Beastars propose un véritable pamphlet sur la question de la nature et de la culture. En effet, la nature se définit par ce qui est primitif, inné et biologique. La nature est par essence déterminée (désolé de vous rappeler vos vieux cours de philo) tandis que la culture est ce qui s’acquiert, transformé par les conventions et les normes sociales. Dans Beastars il y a une vraie dichotomie entre c’est deux principes. C’est-à-dire que les Carnivores sont dotés d’une force et d’une alimentation particulière mais que par souci d’équité ils doivent refréner leurs instincts afin de préserver l’harmonie qui existe entre les deux espèces. Les carnivores s’adaptent, ils ne mangent de viande ou de poisson (leurs repas à la cantine sont transformés, les protéines qu’ils peuvent manger se retrouvent dans des œufs ou des légumineux). Il y a un contraste entre ce que la nature a donné Legoshi et l’attitude qu’il adopte pour se conformer aux normes et aux exigences demandées. Quant aux Herbivores, ils vivent en étant conscients qu’ils sont des proies dans ce monde, ils vivent avec la peur de se faire potentiellement dévorer. Ce qui fait qu’ils possèdent, parfois, une méfiance envers les Carnivores. Certains, comme Louis, se retrouvent à envier ces forces de la nature et font en sortes de gagner en pouvoir de quelque manière que ce soit. A l’inverse, certains Carnivores essaient de paraître plus doux, plus gentils, moins féroces pour gagner de l’attention ou du pouvoir. Ils doivent changer leur nature (cela peut être leur apparence ou leur manière d’être) afin d’être davantage acceptés par la société. La nature a donc donné une force aux Carnivores, cependant cet avantage peut être perçu comme une injustice que les Herbivores essaient coûte que coûte de renverser.

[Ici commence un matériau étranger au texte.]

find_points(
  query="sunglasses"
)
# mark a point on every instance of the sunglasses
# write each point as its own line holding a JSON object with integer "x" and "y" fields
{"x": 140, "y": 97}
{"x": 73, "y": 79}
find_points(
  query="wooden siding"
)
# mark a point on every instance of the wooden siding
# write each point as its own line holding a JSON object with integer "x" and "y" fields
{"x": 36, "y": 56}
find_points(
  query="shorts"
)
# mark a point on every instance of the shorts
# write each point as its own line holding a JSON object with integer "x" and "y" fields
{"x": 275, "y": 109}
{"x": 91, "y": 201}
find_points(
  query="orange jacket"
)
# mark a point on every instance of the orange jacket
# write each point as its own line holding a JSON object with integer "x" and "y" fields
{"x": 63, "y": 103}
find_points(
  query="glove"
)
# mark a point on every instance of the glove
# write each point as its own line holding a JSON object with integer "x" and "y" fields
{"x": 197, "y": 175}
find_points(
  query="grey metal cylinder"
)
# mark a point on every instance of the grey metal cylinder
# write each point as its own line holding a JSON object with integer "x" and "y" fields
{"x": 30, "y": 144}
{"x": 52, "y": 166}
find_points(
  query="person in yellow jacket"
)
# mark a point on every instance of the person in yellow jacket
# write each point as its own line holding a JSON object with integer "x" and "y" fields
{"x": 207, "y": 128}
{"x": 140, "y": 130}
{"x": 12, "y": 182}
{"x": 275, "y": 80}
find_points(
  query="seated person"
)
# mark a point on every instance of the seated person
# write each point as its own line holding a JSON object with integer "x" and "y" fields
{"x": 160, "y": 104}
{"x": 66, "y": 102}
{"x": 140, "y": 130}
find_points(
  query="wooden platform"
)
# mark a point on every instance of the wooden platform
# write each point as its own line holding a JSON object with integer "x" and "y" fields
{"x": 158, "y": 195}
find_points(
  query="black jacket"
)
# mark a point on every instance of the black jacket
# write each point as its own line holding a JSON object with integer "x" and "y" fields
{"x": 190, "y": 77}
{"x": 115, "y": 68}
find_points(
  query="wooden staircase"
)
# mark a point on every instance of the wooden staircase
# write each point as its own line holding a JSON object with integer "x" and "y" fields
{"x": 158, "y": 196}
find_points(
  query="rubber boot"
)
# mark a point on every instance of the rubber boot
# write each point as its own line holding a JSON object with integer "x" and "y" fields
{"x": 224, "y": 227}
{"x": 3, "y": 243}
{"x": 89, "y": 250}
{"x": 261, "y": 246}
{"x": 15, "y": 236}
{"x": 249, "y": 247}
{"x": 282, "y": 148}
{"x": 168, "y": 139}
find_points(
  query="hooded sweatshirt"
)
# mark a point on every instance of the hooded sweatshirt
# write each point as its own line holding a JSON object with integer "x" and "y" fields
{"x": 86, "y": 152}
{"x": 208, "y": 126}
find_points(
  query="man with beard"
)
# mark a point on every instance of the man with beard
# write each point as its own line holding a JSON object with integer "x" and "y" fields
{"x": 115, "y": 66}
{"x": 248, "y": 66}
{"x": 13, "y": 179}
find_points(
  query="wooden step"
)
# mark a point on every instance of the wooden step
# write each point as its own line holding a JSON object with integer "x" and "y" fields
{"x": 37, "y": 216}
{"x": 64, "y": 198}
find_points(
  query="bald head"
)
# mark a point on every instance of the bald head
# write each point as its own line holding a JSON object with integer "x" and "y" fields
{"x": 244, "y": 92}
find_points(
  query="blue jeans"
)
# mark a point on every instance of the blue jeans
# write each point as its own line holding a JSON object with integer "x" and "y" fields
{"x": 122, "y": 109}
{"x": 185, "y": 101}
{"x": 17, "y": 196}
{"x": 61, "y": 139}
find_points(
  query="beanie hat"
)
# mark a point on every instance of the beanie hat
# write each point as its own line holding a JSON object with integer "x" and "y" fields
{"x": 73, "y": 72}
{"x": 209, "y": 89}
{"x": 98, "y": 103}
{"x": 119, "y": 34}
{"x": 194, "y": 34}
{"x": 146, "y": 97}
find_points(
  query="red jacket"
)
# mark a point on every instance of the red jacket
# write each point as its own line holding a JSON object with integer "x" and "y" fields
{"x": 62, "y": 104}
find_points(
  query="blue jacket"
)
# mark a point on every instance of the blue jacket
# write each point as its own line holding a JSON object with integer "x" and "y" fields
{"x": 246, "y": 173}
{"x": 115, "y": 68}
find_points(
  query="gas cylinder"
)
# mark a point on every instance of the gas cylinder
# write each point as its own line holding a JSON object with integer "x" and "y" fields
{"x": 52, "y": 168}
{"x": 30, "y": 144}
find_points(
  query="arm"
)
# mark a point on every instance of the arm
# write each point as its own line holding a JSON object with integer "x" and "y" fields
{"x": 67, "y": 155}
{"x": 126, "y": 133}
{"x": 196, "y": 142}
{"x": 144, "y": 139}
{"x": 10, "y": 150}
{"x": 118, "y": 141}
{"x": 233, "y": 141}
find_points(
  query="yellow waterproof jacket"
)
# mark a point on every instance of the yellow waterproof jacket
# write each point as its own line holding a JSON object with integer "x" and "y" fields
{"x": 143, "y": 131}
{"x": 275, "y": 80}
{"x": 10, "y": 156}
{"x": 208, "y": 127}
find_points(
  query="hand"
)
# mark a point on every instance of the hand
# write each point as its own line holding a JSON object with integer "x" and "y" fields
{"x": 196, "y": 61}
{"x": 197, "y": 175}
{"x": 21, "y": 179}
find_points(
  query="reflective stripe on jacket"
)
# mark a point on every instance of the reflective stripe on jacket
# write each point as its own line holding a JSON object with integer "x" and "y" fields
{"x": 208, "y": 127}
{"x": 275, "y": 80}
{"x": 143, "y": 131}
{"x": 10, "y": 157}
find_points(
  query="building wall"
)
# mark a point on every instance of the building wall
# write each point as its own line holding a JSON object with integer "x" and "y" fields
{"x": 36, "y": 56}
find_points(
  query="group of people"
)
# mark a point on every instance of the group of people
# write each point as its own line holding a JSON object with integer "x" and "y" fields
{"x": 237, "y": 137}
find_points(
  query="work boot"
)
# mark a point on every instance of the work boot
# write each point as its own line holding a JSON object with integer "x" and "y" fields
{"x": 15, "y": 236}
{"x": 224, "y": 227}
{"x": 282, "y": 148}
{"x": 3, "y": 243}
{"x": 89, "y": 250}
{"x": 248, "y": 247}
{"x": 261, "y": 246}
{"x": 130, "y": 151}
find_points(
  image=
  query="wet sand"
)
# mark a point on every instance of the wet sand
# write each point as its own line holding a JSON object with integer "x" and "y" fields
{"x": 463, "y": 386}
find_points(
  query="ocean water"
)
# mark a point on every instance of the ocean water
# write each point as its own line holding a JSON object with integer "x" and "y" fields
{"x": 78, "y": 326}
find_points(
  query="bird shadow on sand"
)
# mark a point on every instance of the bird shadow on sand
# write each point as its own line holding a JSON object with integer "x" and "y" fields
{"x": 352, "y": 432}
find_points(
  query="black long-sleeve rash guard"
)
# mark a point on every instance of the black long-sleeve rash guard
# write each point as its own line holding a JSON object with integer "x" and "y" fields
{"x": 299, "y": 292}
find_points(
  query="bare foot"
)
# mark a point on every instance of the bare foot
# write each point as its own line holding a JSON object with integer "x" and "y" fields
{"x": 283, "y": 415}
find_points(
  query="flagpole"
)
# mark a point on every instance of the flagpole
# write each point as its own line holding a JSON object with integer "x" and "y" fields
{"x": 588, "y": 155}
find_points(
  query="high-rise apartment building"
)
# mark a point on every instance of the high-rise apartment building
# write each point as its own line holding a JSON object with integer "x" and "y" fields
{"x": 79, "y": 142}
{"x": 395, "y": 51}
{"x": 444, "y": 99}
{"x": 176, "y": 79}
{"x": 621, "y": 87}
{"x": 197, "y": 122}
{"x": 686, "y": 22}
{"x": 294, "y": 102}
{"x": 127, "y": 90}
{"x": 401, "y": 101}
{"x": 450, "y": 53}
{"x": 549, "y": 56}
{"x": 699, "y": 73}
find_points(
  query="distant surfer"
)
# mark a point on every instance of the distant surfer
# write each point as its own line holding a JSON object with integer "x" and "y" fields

Ironiquement, le fait que les Carnivores soient perçus comme une menace, les rendent vulnérables aux discriminations, c’est presque le revers de la médaille. En effet, les Carnivores sont marqués par les discriminations, ils sont traités différemment et de lourdes conséquences dans leurs vies quotidiennes sont à noter. D’une certaine manière, ils sont naturellement « supérieurs » aux Herbivores selon les lois naturelles, cependant ils inspirent tellement la peur que tout est fait pour les « amoindrir », ce qui fait que culturellement ils sont discriminés et plus facilement jugés. Des préjugés subsistent sur eux, ils doivent faire attention dans leurs actes et leurs paroles car un rien peut les incriminer. C’est un parallèle avec les problèmes de société, les personnages jugent beaucoup sur l’apparence, sur les idées reçues, ils sont jugés en tant que groupe et non pour leurs individualités. D’autre part, un des thèmes qui m’a étonné, est celui de la sexualité. Il est assez rare de voir dans l’animation japonaise (en faite dans l’animation tout court), des personnages ayant une vie sexuelle active sans que cela tombe dans le fan service ou enrobé dans de l’humour grivoise. Ici, certains personnages vivent une sexualité libre, surtout de la part des personnages féminins. Ce n’est pas présenté comme étant graveleux mais juste normal et un moyen de reprendre du pouvoir.

Vous l’auriez compris, Beastars est une œuvre enchanteresse, qui se veut être une allégorie de notre société actuelle. Elle utilise les animaux, telle une fable, pour décrire notre société et nos rapports de force. C’est une œuvre puissante qui mêle divertissement et réflexion avec brio avec des personnages contrastés. Je vous la recommande chaudement.